Si è posta inoltre l’attenzione su una importante novità in materia di sanzioni per comportamenti fraudolenti commessi da imprese che compensano crediti inesistenti. In pratica se un’impresa compenserà con il modello F24 un debito da pagare con un credito inesistente, sarà costretta a pagare l’intera sanzione senza più la possibilità di utilizzare l’istituto della definizione agevolata pagando un quarto dell’intera sanzione. In questo contesto di severità nei confronti degli evasori si inserisce la nuova norma che prevede l’obbligo di rivolgesi ad commercialista o agli altri soggetti abilitati e per le società che hanno l’obbligo del controllo contabile la dichiarazione può essere sottoscritta dai revisori contabili.

Vale la pena di ricordare, è stato precisato, che nei confronti dei professionisti che dovessero distinguersi per rilascio di visti di conformità infedeli circa l’effettuazione concreta dei controlli è anche prevista la segnalazione all’Ordine di appartenenza per l’adozione dei provvedimenti disciplinari a loro carico previsti dalla legge.

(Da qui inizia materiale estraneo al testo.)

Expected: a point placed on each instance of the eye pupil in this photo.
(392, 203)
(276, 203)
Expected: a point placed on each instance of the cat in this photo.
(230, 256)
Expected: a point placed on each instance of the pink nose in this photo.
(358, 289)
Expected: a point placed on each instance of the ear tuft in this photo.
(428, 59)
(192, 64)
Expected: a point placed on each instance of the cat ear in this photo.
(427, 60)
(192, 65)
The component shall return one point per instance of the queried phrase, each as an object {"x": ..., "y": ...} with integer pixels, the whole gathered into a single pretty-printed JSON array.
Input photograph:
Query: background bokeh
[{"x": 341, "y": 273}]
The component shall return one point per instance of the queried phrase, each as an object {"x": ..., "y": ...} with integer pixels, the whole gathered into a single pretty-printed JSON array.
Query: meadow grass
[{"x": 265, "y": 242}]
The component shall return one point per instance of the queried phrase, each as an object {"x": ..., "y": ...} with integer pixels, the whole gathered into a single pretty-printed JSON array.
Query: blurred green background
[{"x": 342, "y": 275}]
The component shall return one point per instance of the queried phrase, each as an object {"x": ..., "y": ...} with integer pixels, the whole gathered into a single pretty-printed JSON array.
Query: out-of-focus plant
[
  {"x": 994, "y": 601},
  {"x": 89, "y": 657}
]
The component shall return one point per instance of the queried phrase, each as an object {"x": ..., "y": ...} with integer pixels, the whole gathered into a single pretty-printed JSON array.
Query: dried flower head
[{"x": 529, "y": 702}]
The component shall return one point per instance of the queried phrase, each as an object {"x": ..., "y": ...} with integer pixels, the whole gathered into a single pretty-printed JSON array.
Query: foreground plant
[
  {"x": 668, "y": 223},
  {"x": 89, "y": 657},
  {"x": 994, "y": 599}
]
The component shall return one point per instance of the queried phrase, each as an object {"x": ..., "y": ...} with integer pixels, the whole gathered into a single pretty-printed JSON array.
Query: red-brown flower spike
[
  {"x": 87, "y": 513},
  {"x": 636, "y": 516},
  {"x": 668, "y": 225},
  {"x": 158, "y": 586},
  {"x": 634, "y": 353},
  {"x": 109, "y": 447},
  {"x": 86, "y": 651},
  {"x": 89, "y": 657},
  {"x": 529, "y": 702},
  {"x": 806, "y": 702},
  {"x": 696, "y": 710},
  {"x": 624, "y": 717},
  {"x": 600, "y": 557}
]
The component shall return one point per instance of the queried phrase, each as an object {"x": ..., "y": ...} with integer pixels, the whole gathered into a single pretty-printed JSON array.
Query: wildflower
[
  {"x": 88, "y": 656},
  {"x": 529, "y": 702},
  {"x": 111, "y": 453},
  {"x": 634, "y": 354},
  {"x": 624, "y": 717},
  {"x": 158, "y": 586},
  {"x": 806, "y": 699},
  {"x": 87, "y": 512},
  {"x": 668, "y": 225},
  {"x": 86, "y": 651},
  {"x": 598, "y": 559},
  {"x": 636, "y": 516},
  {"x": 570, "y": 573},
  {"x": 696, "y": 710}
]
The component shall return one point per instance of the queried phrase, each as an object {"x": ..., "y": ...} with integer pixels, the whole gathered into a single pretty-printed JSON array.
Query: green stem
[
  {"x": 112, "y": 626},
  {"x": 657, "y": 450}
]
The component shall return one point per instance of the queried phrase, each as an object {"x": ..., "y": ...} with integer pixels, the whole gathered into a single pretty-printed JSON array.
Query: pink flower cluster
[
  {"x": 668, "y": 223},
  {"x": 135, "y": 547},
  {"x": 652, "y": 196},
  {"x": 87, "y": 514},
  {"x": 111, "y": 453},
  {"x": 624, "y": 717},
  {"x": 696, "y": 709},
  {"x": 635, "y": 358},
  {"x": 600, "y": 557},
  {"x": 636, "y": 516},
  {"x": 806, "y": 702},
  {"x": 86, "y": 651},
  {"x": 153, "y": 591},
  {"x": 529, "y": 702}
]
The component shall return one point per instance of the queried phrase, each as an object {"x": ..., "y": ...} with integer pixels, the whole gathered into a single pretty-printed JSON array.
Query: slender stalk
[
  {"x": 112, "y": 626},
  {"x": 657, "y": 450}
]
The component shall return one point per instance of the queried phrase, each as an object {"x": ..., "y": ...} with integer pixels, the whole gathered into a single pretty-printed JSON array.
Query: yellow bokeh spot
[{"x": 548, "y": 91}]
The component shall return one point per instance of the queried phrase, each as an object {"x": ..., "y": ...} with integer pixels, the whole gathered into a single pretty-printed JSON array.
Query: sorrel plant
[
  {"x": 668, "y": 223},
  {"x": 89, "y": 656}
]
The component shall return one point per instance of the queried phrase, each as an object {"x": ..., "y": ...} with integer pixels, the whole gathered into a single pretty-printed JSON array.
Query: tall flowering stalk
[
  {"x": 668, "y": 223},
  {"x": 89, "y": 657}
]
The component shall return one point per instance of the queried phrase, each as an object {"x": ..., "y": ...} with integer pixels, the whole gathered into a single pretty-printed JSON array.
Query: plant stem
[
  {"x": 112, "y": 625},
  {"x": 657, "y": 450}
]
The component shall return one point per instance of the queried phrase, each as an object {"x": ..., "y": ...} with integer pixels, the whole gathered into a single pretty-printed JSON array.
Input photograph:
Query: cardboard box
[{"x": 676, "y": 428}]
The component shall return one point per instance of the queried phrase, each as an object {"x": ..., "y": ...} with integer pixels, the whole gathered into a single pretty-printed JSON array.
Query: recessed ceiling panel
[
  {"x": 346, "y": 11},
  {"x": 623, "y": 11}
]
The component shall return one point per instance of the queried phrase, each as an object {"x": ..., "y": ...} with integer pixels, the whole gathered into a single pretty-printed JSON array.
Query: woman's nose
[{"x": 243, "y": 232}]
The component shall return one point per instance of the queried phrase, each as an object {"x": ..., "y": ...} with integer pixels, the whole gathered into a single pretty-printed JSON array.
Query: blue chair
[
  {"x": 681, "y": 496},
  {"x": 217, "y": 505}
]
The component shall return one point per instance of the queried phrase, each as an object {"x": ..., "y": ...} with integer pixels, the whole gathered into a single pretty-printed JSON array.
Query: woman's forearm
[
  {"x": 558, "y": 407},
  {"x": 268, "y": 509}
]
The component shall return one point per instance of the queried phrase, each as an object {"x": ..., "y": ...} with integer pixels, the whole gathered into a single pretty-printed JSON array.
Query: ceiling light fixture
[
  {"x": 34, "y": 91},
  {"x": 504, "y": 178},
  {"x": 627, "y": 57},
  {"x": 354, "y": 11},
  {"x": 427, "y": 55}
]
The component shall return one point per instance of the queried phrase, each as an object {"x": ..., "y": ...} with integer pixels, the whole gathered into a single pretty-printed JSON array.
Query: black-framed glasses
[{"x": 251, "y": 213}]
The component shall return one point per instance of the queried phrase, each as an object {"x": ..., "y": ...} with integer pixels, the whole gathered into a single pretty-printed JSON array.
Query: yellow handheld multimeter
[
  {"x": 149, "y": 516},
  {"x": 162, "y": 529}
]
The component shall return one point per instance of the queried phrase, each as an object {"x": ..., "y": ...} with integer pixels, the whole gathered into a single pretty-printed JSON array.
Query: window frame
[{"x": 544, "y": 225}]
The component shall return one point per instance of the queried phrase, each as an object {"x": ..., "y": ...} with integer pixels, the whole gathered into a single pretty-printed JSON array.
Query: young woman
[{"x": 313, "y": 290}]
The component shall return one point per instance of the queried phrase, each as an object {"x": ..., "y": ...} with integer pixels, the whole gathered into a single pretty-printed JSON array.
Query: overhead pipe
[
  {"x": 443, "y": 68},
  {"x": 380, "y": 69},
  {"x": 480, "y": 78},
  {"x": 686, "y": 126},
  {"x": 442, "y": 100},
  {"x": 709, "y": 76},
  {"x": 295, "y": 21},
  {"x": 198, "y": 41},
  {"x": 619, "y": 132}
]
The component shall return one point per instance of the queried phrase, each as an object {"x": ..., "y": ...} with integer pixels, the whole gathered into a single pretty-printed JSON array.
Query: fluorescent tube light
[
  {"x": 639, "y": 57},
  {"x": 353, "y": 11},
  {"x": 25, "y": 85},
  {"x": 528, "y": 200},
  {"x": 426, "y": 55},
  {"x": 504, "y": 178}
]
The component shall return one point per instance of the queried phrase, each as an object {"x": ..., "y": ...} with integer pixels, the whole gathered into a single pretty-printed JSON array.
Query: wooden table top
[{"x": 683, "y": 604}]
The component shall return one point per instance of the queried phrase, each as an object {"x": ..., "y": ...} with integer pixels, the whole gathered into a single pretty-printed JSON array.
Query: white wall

Altro importante settore d’interesse dei professionisti, nel corso dei lavori, è stato il complesso delle norme incentivanti gli investimenti del mondo industriale ed è stato ulteriormente chiarito dagli esperti che la Tremonti-ter non riguarda gli investimenti dei professionisti, le attività agricole, le associazione senza personalità giuridica e gli enti non commerciali. In pratica l’imprenditore può beneficiare di una detassazione del 50% del valore degli investimenti fatti in macchinari ed apparecchiature ed il beneficio verrà revocato qualora gli stessi beni acquistati vengano ceduti a terzi prima del secondo anno successivo all’acquisto.

Infine particolare attenzione è stata rivolta dai relatori alla rideterminazione del costo fiscale dei terreni e delle quote di partecipazione in società ai fini della tassazione del cosiddetto“capital gain”. In pratica per i proprietari di terreni, prima di una eventuale vendita, al fine di ridurre la plusvalenza imponibile su cui pagare l’imposta, possono pagare un’imposta sostitutiva sulla base di una perizia giurata redatta dal professionista abilitato.

L’ evento ha visto la partecipazione di molti professionisti ed è stato inserito dall’Ordine dei Commercialisti nel programma di Formazione Professionale continua.